A expansão das cidades brasileiras ganhou uma nova dimensão nos dados divulgados pelo Instituto Brasileiro de Geografia e Estatística (IBGE) nesta terça-feira (18). Entre 2019 e 2022, o país incorporou 5.955 km² de novas áreas urbanizadas ou destinadas à expansão urbana, um crescimento de 12,27% no período.

O levantamento faz parte da quarta edição da pesquisa Áreas Urbanizadas do Brasil, elaborada a partir da interpretação de imagens de satélite. Em 2022, o conjunto de áreas urbanizadas e loteamentos vazios alcançou 53.925 km², equivalente a 0,63% do território nacional.

O resultado chamou atenção principalmente pelo desempenho do Nordeste.
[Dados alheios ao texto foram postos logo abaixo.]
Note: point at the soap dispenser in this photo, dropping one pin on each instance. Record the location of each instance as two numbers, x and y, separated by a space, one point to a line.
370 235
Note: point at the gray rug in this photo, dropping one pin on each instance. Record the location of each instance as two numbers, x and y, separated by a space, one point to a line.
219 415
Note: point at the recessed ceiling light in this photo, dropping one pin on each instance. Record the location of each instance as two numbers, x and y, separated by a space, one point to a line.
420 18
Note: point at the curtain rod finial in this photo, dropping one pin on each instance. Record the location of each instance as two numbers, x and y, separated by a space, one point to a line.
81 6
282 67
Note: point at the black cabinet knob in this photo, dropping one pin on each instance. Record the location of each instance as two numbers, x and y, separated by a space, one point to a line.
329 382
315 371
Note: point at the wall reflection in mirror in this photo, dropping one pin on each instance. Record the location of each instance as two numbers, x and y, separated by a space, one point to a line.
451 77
A região apresentou crescimento de 16,52%, o maior entre as cinco regiões brasileiras, com acréscimo de aproximadamente 1.961 km² de áreas classificadas como urbanizadas ou loteamentos vazios entre 2019 e 2022.
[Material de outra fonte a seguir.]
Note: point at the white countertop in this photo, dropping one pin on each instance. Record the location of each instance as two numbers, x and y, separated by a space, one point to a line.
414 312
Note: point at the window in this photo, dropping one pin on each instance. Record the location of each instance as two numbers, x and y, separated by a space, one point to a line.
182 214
E é justamente nesse cenário que Alagoas aparece inserido em um processo de transformação urbana que merece atenção.

Alagoas tem uma das menores extensões urbanizadas do país

Na edição anterior do levantamento, referente a 2019, Alagoas possuía 588,41 km² de áreas urbanizadas, além de 15,27 km² classificados como loteamentos vazios.

Naquele ano, as áreas urbanizadas correspondiam a aproximadamente 2,11% do território alagoano, que possui cerca de 27,8 mil km². O estado ocupava a 20ª posição entre as unidades da Federação em extensão de áreas urbanizadas.

Na nova edição, o IBGE mantém Alagoas entre as unidades da Federação que possuem menos de 1.000 km² de áreas urbanizadas. O grupo também inclui outros estados de pequena extensão territorial do Nordeste, como Paraíba, Rio Grande do Norte e Sergipe.

O número absoluto, porém, não significa que o processo de urbanização tenha pouca importância no estado. Pelo contrário: em um território relativamente pequeno e com forte concentração populacional em determinadas áreas, a expansão das cidades pode produzir impactos significativos sobre mobilidade, habitação, infraestrutura, saneamento e ocupação do solo.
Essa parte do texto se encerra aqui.